I don’t think of perseverance when I’m in it; the difficult day or waiting for an answer or decision to be made. Instead, I pray for comfort, I pray for support, I pray for it to be taken away. To be sure, none of those things are wrong to pray. But, I don’t pray for perseverance. Praying for that would be acknowledging that whatever the seemingly insurmountable situation is, will stay for longer than I want it to. The more I think about everyday life, the more I think about how perseverance is needed. My daughter is learning to read or James is learning to walk. These things take time, mistakes, trying again, and practice. Those things aren’t even a matter of eternity. How much more do we, do I, need perseverance in living a life “worthy of the call that you have received” (Ephesians 4:1).
I’ve often read passages in the Bible about perseverance and thought backward on what God has brought me through. On the other hand, I think about how I will need to persevere in the future, but very few times that I can think of have I thought “What do I need perseverance for right now?” “What do I need it for so that I don’t give up? “ “In what way is God building perseverance in me currently?”

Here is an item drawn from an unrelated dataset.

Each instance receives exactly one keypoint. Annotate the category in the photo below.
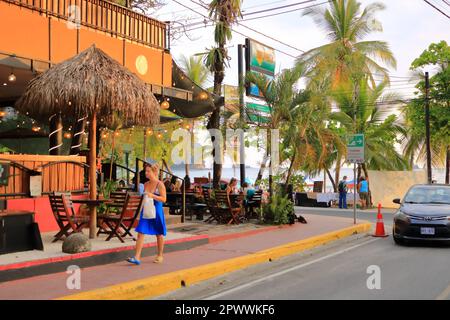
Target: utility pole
(241, 112)
(427, 125)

I desperately need perseverance in parenting. Especially, when Jim has long hours at work and I don’t know what time he is coming home. Or even more when he is traveling and I am alone with the kids with no one to break my fall. It hasn’t been until recent weeks that I’ve recognized this. I’ve thought of these as bothersome, unproductive times. The opposite is true. Of all the times in my life these hard uncomfortable times should be the most joyful and productive.

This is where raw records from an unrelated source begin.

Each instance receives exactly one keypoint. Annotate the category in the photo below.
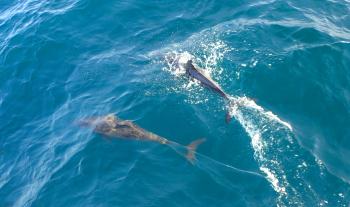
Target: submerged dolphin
(113, 126)
(184, 62)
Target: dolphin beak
(90, 122)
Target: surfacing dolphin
(112, 126)
(184, 62)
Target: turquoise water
(285, 63)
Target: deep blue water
(286, 64)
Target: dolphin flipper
(191, 150)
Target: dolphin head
(177, 61)
(103, 124)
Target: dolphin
(185, 63)
(112, 126)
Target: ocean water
(286, 65)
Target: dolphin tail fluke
(191, 150)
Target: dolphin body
(194, 71)
(112, 126)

Now, let me be more honest and say not only do I not pray for perseverance but when I do see that I’m going to have to go through something difficult I clench my fists and command my own independence and strength to rise up. Though it may appear that they succeed, they both fail. There may be anger, doubt, or pride in my heart, well hidden from any onlooker, but naked before a holy God. He has not left us to our failure. He provides. Colossians 1:11 says, “May you be strengthened with all power, according to his glorious might, for all endurance and patience with joy.” Like the runner who finishes or the baby who finally learns to walk, so too will we endure by His power alone. The suffering and endurance are not in vain either. They produce something worth far more than an independent victory.
Hope is grown in the heart soiled with suffering and watered with perseverance.